HEMA-based methacrylic carriers incorporating ketoprofen: chain flexibility and swelling behaviour.

The chain flexibility, swelling and release behaviour of several copolymer systems of pharmacological interest have been studied. The systems are copolymers of 2-hydroxyethyl methacrylate with two support comonomers, i.e. N-(4-hydroxyphenyl) methacrylamide and N-[4-(2-hydroxy)ethoxyphenyl] methacrylamide and copolymers of 2-hydroxyethyl methacrylate with these carrier structures bearing ketoprofen (N-(4-[2-(3-benzoylphenyl)propionyloxy]phenyl methacrylamide and N-(4-[2-(3-benzoylphenyl)propionyloxy]2-ethoxyphenyl methacrylamide). In these copolymers ketoprofen was attached via different spacer groups, i.e. 4-aminophenoxy and 4-aminoethoxyphenyl. The chain structures are discussed on the basis of reactivity ratios. The properties of the polymeric drugs and of the parent carriers were studied comparatively by DSC and through the swelling of films from DMF solutions in pH 7.4 buffers. Data are discussed in terms of chain flexibility and swelling.

Controlled release of NSAIDs bound to polyacrylic carrier systems.

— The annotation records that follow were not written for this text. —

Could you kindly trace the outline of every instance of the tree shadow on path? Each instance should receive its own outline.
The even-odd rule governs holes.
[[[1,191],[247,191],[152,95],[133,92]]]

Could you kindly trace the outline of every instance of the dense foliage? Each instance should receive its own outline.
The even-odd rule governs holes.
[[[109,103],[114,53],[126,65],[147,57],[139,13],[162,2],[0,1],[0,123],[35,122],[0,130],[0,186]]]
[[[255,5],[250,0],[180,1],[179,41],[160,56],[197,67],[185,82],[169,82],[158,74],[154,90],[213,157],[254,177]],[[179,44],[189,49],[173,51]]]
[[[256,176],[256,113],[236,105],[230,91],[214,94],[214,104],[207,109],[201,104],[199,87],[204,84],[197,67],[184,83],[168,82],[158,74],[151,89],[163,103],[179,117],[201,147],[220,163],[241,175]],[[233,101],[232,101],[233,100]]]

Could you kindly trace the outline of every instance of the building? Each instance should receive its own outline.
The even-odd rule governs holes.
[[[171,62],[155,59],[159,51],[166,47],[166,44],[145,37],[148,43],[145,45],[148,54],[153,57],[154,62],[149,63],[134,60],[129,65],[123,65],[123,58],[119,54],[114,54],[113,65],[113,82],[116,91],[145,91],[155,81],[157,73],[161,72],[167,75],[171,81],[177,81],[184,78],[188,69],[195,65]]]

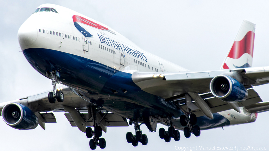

The synthesis, characterization and properties of new acrylic "polymeric drugs" derived from the NSAIDs agents ibuprofen and ketoprofen are described. The swelling behavior in hydrated medium and the controlled release from hydrophilic copolymers of the NSAIDs derivatives and 2-hydroxyethylmethacrylate, HEMA, are discussed, considering the hydrolytical reactivity of the acrylamide or acrylic ester functional groups, the aromatic or aliphatic structure of the spacer side groups, and the hydrophilic character of the copolymer systems. The results obtained demonstrated that the swelling degree of copolymers depends on the average composition of copolymers, decreasing with the increase of the average fraction of the corresponding acrylic derivative of ibuprofen or ketoprofen in the copolymer system. In addition, polymers which support the NSAIDs active component through aromatic amide links, are more sensitive to hydrolytical processes than those of alkyl ester functions. The results obtained demonstrate that these supports could be applied for direct administration, transdermal, systemic or intra-articular injection, as well as in the form of films on wounds.